Ziegler est très remonté contre le Nigeria. Il le décrit comme une survivance de la Rhodésie, un pays qui était la propriété de compagnies minières exerçant ici tous les pouvoirs d’un état. Depuis 40 ans les généraux dictateurs (avez vous remarqué que l’on ne dit pas «  les généreux dictateurs » ?), qui se succèdent à la tête du pays, ont empoché 352 milliards de dollars, un joli Livret A ! Huitième pays producteur de pétrole, le Nigeria ne peut nourrir son peuple dont 70% vit dans une « extrême pauvreté »…

Plus fort que John Le Carré

Encore heureux que la gentille Banque Mondiale accorde 2 milliards de dollars l’an à ces gentils dictateurs. Ainsi, la Shell et les autres, Shadoks irrésolus, peuvent pomper en paix, la révolte est rare. Si elle monte on lui coupe la tête. Je vous assure que Ziegler, c’est plus fort que Le Carré dans sa «  Constance du Jardinier ». Pas emmerdant du tout de se faire une provision d’une indignation qui va durer autant que l’avenir. C’est-à-dire longtemps.

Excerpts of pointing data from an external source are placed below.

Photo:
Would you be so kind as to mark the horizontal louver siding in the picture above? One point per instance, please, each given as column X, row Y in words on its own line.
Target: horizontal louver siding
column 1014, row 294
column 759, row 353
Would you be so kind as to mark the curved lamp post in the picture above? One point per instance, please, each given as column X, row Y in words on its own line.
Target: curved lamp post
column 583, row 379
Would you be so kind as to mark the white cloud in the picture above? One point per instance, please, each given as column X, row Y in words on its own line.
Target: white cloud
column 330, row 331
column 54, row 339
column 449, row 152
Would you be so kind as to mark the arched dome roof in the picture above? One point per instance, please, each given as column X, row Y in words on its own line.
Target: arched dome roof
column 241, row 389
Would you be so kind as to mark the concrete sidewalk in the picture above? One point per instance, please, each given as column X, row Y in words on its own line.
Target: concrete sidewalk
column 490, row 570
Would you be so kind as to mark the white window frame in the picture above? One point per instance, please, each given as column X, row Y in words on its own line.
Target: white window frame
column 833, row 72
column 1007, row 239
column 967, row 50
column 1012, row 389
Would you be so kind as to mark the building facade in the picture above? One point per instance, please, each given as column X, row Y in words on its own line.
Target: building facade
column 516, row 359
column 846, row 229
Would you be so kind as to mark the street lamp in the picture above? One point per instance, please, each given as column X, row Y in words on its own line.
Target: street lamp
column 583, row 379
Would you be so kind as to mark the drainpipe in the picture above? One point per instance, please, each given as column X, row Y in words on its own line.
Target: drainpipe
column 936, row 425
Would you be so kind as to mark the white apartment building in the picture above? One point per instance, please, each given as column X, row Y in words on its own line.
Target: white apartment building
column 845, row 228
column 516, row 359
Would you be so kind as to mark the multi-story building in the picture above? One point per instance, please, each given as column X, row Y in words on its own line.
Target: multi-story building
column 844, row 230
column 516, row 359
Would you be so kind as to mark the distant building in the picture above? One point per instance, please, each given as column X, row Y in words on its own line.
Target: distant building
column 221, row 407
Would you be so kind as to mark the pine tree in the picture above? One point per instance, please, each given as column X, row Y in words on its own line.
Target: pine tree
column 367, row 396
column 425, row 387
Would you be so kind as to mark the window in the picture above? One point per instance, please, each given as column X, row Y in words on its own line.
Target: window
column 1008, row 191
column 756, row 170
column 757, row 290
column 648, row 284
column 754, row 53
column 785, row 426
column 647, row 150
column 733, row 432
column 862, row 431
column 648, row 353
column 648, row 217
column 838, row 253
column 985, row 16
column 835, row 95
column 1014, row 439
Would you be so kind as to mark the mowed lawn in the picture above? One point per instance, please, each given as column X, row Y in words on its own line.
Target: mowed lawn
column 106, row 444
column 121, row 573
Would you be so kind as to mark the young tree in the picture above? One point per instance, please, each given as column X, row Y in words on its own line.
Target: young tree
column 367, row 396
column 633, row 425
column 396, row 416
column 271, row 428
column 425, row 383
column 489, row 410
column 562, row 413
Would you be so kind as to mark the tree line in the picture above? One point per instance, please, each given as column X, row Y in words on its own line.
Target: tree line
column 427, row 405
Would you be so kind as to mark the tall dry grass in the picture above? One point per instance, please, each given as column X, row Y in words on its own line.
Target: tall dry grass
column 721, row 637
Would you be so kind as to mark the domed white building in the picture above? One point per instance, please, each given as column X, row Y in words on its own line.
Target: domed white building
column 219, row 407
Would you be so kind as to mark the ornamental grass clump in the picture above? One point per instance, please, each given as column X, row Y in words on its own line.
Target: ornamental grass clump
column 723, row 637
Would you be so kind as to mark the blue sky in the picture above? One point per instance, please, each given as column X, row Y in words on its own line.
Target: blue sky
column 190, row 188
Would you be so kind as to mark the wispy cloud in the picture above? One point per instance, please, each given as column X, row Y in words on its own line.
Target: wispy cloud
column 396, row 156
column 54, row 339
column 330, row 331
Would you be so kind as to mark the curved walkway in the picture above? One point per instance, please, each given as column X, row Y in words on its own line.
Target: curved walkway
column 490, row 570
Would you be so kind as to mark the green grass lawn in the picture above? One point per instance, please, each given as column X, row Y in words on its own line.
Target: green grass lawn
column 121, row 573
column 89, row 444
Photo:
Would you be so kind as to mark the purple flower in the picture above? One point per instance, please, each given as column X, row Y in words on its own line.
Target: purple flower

La touche optimiste nous vient de Bolivie où « l’animal » Evo Morales, tente de remettre le monde sur ses pattes. Ziegler raconte d’où vient cet indio et où il va. Avec au passage, la mise en avant de ces oustachis, croates nazis, réfugiés dans la région de Santa Cruz en 1944, qui, après avoir aidé le doux président Turjman lors de l’explosion de la Yougoslavie, continuent de vouloir faire la peau à Morales, bien normal puisqu’ils continuent de l’appeler « l’animal ».

On ne ressort pas de la lecture de La haine de l’Occident comme on y est entré. On a une rage de rappeur, plus envie de voter (même pour Kouchner c’est dire l’énorme du désarroi). Mais je garde une dent, de sagesse, contre Ziegler : il a écrit le bouquin que tout humain rêve d’écrire, pour peu qu’il ait un Bic.

« La Haine de l’Occident » par Jean Ziegler. Editions Albin Michel, 20 euros, et ça les vaut, on peut abattre des forêts pour imprimer ce livre qui ne nous déprime pas.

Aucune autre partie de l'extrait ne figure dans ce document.